Арабская вязь, если написана каллиграфически, ничего не скажет о писце, все буковки и точки лежат ровно. Но если выполнил простой писец, а не каллиграф, то почерк заметен. Здесь заметен, одна буква всегда чуть больше соседних… и точка стоит не совсем над своей буквой…

Почему по-арабски, а не на фарси или турецком?

И он где-то видел этот же почерк. Не раньше, когда-то, а совсем недавно. Где он мог видеть арабскую вязь в Стамбуле? И вдруг словно огнем обожгло – вспомнил. Метнулся в кабинет, достал нужный сверток, трясущимися руками развернул, поднес ближе к свету…

Так и есть – одна буква чуть больше соседних, точка поставлена косо…

На днях они случайно перехватили переписку венецианского посла с… так и осталось невыясненным, кому именно писал посол, вернее, кто это отвечал ему по-арабски. Но этот ответ и был как две капли воды похож на письмо с печатью «Султан Мустафа»!

У Рустема даже лоб покрылся испариной.

Печать Мустафы настоящая, такую они видели не только на письмах. За одну печать шехзаде можно было казнить, к тому же Повелитель узнал, что старший сын причастен к смерти его любимца шехзаде Мехмеда. Но вот письма… По крайней мере одно поддельное, следовательно, были те, кто подделал. Кто?!

Этого автора нужно найти немедленно, потому что он продолжает свою деятельность в пользу Венеции.

Рустем пытался понять, выгодна ли казнь Мустафы венецианцам. Получалось, что да.

Михримах заметила, что с мужем что-то не так. Мрачен, на вопросы отвечал коротко…

Рустем не стал рассказывать жене о своих подозрениях, а также о том, что встречался с бывшим венецианским послом Бернардо Навагерро, который всегда хорошо относился к нему.
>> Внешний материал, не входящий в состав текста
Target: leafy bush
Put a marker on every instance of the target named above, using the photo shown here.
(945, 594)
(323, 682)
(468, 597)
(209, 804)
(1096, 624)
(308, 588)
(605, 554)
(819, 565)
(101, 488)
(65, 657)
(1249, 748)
Навагерро посоветовал прекратить розыски автора письма и вообще прекратить какое-то расследование:

– Поверьте, паша, для государства это уже не опасно, а для вас может стать опасным смертельно. Не стоит искушать судьбу.

– Я хочу знать, кто писал. Вы знаете?

– Нет, но если бы и знал, то не сказал. Венеция уже не та, но силы в Стамбуле пока имеет. Не стоит искушать судьбу, – повторил бывший посол.

В тот же день Навагерро отбыл из Стамбула, хотя намеревался пробыть по делам еще месяц. Рустем почти не сомневался, что до дома не доберется.

То, что с ним не шутили, понял, когда почувствовал себя плохо. Иосиф Хамон с изумлением констатировал:

– Водянка. Паша, я никогда не наблюдал у вас склонности к такой болезни. Вы подвижны и не тучны…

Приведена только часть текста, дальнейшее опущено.